1.2. Bij het primaire besluit I heeft verweerder aan appellante vanwege overtreding van artikel 1.7, aanhef en onderdeel d, van het Bhd de maatregel opgelegd dat zij voor vrijdagochtend 22 juni 2018 om 10:00 uur zorg draagt dat haar honden beschikken over een toereikende en voldoende hygiënische behuizing voor de duur van een jaar. De behuizing dient voldoende schoon te zijn, ontlasting dient tijdig te worden verwijderd.

[…]

4.1. Appellante voert aan dat het primaire besluit I niet duidelijk maakt wat de bestuursdwang inhoudt, als zij de in dat besluit opgelegde maatregel niet uitvoert.

4.2. Het College is van oordeel dat verweerder in het primaire besluit I duidelijk uiteen heeft gezet dat als appellante niet voor 22 juni 2018 de overtreding heeft beëindigd, verweerder de maatregel op haar kosten zal laten uitvoeren.
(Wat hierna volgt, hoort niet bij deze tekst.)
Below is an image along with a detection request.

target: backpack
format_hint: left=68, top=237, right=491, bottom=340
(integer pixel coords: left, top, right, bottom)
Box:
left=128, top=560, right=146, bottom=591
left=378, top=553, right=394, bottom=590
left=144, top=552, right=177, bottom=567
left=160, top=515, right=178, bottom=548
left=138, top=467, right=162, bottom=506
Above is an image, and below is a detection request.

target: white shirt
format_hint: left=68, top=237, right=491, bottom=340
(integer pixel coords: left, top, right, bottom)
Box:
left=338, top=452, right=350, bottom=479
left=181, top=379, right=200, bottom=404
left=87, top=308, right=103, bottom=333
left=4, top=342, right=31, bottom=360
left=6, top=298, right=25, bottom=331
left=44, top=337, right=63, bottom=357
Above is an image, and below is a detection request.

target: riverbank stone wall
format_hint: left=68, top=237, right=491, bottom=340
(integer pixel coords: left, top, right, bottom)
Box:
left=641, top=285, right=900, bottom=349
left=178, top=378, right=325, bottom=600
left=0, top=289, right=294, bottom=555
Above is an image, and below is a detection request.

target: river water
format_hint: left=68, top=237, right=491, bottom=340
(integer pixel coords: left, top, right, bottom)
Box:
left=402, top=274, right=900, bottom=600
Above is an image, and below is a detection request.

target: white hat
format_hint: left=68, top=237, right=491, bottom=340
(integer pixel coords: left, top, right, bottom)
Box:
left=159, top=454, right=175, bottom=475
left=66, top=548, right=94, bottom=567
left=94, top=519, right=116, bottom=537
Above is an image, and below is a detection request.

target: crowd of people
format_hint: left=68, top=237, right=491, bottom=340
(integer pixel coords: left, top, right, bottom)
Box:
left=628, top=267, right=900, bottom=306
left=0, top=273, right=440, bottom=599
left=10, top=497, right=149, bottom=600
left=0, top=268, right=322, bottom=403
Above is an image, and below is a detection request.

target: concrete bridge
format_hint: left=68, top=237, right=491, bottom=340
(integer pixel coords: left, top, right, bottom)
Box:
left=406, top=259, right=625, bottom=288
Verweerder heeft in dit verband toegelicht dat hierbij kan worden gedacht aan het meevoeren en het onderbrengen van de honden op een geschikte locatie. Hiermee heeft verweerder naar het oordeel van het College voldaan aan het in artikel 5:25, tweede lid, van de Algemene wet bestuursrecht (Awb) gegeven voorschrift dat de last vermeldt in hoeverre de kosten van bestuursdwang ten laste van de overtreder zullen worden gebracht. Verweerder was niet gehouden om concreet te omschrijven wat de bestuursdwang inhoudt. Een dergelijk vereiste kent de wet niet. Bovendien hangt de toepassing van bestuursdwang veelal af van de omstandigheden van het geval op het moment van het toepassen van bestuursdwang. Deze beroepsgrond faalt.